For clinicians phenotyping is what we do: carefully collecting and describing the clinical features of our patients to understand their maladies. Our approaches have become highly sophisticated. For example, in cardiovascular medicine our imaging approaches, initially with still x-ray, now include high-speed digital video acquisition including computed tomography. We also use sonography, magnetic resonance imaging, positron emission tomography, and others.

But despite this remarkable ability to phenotype, we have not routinely had access to genetic or genomic information. We have been nearly fully reliant in phenotype. Even the practice of human genetics during much of the last century relied principally upon expert phenotyping of syndromic disease. Adding molecular genetic data to the practice of medical genetics, and specifically DNA sequence, only happened in the past 40 years. Even though the structure of DNA, the double helix was published in 1953, modern gene sequencing by the Sanger method only began in 1977.1 And while throughput of Sanger-based methods improved substantially, sufficient even to sequence the human genome, what has happened since 2007 is truly a revolution.

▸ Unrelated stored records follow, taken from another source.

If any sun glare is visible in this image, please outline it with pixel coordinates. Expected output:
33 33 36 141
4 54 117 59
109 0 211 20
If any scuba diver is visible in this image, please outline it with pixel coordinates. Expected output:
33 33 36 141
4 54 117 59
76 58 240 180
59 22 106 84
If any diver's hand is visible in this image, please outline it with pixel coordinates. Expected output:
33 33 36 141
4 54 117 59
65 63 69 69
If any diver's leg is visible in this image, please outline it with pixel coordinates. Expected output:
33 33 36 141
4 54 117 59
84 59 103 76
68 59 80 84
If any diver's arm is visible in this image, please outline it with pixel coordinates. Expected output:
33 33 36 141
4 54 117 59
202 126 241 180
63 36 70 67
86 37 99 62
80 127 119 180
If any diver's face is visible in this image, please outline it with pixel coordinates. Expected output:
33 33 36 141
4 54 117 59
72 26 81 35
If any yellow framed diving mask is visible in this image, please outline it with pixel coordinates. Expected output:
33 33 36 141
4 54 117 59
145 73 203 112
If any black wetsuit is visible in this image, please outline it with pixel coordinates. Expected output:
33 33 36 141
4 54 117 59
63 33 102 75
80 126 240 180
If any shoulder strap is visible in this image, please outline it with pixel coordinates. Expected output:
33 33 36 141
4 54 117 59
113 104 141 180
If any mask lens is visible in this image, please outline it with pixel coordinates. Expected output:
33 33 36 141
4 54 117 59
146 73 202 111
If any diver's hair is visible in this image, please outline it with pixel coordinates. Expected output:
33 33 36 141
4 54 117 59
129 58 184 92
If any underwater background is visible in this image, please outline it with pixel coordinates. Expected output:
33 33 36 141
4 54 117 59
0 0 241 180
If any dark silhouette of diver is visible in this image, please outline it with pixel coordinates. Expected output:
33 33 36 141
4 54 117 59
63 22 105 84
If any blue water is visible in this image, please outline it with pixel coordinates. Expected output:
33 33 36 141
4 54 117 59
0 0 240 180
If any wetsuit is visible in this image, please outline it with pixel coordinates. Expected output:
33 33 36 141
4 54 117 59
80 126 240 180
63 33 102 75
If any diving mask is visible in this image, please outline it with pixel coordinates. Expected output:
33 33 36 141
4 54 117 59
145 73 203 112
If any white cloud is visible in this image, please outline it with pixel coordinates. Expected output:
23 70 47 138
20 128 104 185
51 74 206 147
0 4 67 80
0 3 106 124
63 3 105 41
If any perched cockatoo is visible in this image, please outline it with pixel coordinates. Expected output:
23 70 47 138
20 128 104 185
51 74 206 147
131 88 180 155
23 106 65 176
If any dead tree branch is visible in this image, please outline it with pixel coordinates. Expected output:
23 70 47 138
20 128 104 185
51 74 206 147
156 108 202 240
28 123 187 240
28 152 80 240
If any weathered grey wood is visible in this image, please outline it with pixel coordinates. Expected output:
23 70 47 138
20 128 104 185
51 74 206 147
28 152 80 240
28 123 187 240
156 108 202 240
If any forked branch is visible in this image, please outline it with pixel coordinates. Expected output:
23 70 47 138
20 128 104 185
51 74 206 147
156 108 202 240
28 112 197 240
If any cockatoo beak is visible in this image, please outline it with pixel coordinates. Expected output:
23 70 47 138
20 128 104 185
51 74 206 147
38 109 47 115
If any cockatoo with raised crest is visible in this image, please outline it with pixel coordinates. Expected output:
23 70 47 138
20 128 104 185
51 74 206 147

The revolution is next generation sequencing (NGS). NGS is a monumental inflection point in the history of medicine, triggered by new sequencing technology2 that makes throughput much faster and cheaper. Check out the amazing 5 order of magnitude decrease in cost of sequencing one human genome! As collated by the National Human Genome Research Institute, a genome in 2016 can be sequenced for approximately $1000! NGS is transforming the practice of medicine as we have known it. Usual clinical medicine, what we know as medicine driven by phenotype information, can now add genetic and genomic information routinely into the daily evaluation and care of patients.

Open a leading medical journal and novel insights, derived from newly found genomic knowledge of disease pathogenesis, or new treatment interventions based on genomic make-up leap from the pages. Because cancer is essentially a genomic disease of loss of growth control, this has been a particularly fruitful era for new knowledge into malignancy and its genomic drivers.3

The impact of genetics and genomics for cardiovascular health and disease is also monumental. The greatest day-to-day impact, fully implementable now in the outpatient clinic, has been seen in rare variant genomics. We can now routinely define the genetic etiology of the cardiomyopathies, the channelopathies, the aortopathies, and familial hypercholesterolemia. Genomics is also revealing new genes and new pathways for treatment of complex genetics such as coronary artery disease.4 The rapidly emerging practice of cardiovascular pharmacogenomics will also become routinely integrated into care. Cardiovascular genetics and genomics clinics are springing up in major medical centers and beyond. The times they are a changing!

But change is hard. Rare variant cardiovascular genetic practice requires a shift in the perspective of the clinician, that is, how one actually views a patient in front of you. This transition in perspective is perhaps the single most fundamental aspect, at least for the practice of Mendelian or rare variant genomics, of what we need to change: we need to see the patient in front of us not only as an individual but as a proband, the first member of a family afflicted with the condition for which we need to provide care. We need to begin to imagine and understand disease based upon the family unit, not just one patient. The rest of genetic medicine follows. In addition to the medical history, taking an informed and complete family history is key, as well as understanding the role and implementing genetic counseling and genetic testing, and returning credible and useful genetic information not only for your patient but integrated for the proband’s extended family.

The problem is that most cardiovascular experts, exquisitely trained and fully attentive and dedicated to the phenotyping aspects of cardiovascular medicine, have been only minimally equipped to understand and implement genetic and genomic knowledge into practice. How will we move ahead?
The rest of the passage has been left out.